The Envy 6120e kept its end up with colour printing too, churning out excellent quality colour documents and images, although the latter is dependent on the quality of the stock you are printing on. Colours were well saturated, vivid and nicely balanced. I’ve not seen better on a printer for this sort of money.

Budget printers are never the quietest of things but the Envy 6120e doesn’t make as much of a racket as some printers I’ve owned. Let’s put it this way, I was able to take a phone call with the printer running next to me and didn’t feel the need to pause the job to hear what was being said to me.


HP Envy 6120e review: Should you buy it?

Away from the Instant Ink service, the Envy 6120e is expensive to keep topped up with ink. If you are an infrequent printer then that’s probably okay. It’s a price worth paying for the quality of the Envy 6120e’s output, which is good for a cheap printer.
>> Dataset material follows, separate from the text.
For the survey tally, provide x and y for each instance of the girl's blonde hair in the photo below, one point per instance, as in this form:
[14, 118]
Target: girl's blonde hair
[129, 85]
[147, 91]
If you print more regularly, the Envy 6120e still makes sense, because the Instant Ink subscription is good value and convenient. If you plan on printing around 300 sheets a month, the Instant Ink price of under £0.04 per sheet, regardless of colour, is excellent value. Where the 6120e trips over its shoelaces is if you can’t predict how often or how you’ll print and you tend to print in large volume. If this is you, then it makes no sense to pay a subscription and then occasionally have to pay through the nose for a job and wait ages for it to appear in the output tray. In this case, you’re probably better off with a different brand, or an ink-tank printer like the Epson Ecotank ET-2850.